On October 16th, the Washington Post reported that Linda McMahon gave $6 million to a super PAC supporting Donald Trump. The two-time failed Senate candidate has criticized the GOP nominee in public, but the donation makes her one of Trump's largest outside donors.

Here we have two sides of what has become a heated political debate this election season: What makes for feminism? If it's merely about representation, and we have women wrestlers making great strides in gaining respect and visibility, then in that sense WWE has established itself, thanks to its turnaround on women wrestling and the roles of Stephanie and Linda McMahon in its business, as a feminist corporation.

Linda McMahon at a Republican Leadership Summit in 2015. Photo by Michael Vadon via Flickr

But if feminism is not just that—if it's about meeting the material needs of women across the country and providing health care that meets women's specific needs, if it's about childcare and a living wage and housing and education—then donating to Trump wipes out a significant portion of any progress the WWE can claim. What we're left with is just more of the same hocus pocus that has animated so much of the discourse around feminism this year, a facile pitch to the effect of look at this famous woman and her opportunities, you can get this, too, if you just lean in hard enough—and oh, please don't look at our company's political donation disclosures.

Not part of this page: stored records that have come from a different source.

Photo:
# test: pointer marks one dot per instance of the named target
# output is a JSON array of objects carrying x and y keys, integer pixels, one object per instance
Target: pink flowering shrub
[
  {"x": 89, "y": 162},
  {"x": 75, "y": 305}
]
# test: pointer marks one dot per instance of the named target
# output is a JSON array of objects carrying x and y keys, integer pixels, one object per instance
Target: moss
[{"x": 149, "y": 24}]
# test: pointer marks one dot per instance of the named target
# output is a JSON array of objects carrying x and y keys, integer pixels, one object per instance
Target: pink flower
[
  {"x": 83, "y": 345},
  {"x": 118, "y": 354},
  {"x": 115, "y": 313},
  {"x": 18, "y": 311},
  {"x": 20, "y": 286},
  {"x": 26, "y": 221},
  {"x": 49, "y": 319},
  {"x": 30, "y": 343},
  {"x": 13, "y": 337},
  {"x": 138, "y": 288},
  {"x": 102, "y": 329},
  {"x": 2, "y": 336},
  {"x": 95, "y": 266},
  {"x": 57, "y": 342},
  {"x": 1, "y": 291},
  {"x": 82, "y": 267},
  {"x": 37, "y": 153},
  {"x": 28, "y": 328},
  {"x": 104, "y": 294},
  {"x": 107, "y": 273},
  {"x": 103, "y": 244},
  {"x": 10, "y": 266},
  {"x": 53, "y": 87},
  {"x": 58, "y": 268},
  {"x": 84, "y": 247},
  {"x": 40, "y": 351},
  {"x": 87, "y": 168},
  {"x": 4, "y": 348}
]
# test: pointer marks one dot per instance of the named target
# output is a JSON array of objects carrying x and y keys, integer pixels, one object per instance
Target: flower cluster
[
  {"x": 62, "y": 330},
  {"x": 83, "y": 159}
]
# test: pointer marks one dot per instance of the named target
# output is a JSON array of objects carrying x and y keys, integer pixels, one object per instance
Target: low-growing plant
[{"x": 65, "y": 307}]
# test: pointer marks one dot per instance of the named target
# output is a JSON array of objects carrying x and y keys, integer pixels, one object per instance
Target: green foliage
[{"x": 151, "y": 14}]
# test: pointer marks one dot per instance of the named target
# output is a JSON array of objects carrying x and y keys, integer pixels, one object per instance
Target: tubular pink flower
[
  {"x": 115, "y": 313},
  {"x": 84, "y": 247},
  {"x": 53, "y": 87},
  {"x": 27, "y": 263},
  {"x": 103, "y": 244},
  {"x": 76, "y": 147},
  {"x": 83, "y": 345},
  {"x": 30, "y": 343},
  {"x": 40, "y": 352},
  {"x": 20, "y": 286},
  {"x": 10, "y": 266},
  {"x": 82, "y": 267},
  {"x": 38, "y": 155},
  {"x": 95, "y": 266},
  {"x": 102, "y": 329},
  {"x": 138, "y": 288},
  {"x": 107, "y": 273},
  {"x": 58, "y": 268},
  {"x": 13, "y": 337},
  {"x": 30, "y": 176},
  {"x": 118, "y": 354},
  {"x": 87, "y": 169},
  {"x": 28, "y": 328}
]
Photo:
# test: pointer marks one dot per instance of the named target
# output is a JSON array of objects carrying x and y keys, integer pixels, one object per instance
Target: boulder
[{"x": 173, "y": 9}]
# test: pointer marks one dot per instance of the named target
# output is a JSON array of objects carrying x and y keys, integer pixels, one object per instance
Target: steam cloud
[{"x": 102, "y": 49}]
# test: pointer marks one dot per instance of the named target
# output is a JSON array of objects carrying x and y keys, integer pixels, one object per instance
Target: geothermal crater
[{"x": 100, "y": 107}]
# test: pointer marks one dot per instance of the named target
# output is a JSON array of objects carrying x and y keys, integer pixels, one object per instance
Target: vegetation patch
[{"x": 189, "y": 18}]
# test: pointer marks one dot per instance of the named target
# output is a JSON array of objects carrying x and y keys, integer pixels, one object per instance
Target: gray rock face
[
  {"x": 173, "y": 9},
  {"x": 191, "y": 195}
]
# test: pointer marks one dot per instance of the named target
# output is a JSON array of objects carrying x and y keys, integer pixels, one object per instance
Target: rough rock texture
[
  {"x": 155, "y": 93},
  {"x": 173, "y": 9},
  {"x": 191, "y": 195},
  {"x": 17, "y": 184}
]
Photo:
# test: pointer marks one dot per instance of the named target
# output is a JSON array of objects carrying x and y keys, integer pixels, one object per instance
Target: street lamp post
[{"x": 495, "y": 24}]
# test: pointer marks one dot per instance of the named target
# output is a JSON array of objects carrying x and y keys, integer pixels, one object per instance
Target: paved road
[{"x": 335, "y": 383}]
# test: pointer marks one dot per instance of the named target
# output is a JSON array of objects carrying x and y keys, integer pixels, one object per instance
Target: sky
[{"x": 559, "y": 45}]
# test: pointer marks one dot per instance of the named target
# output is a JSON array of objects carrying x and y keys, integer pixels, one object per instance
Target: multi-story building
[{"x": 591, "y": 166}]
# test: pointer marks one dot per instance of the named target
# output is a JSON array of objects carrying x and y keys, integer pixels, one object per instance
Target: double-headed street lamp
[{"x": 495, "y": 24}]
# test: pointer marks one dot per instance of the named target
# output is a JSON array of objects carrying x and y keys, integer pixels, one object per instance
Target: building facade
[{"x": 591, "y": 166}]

Again, this match was a big deal. But it was a big deal in service to a family that is donating millions to a lunatic who is running on a platform that makes women materially worse off. Even if we just distill this down to personal matters, it is the height of mixed messaging for WWE to claim a great victory for pop culture equality while its owners fund an alleged serial sex abuser.

Once again, pro wrestling finds itself working as a mirror to American politics. The broader debate is reenacted in microcosm in the ring, just as debates around race and class have long been pantomimed in rings around the country. There's a bit of nuance around this latest one, and it is no less meaningful than its predecessors for that. Wrestling is never as simple as it looks.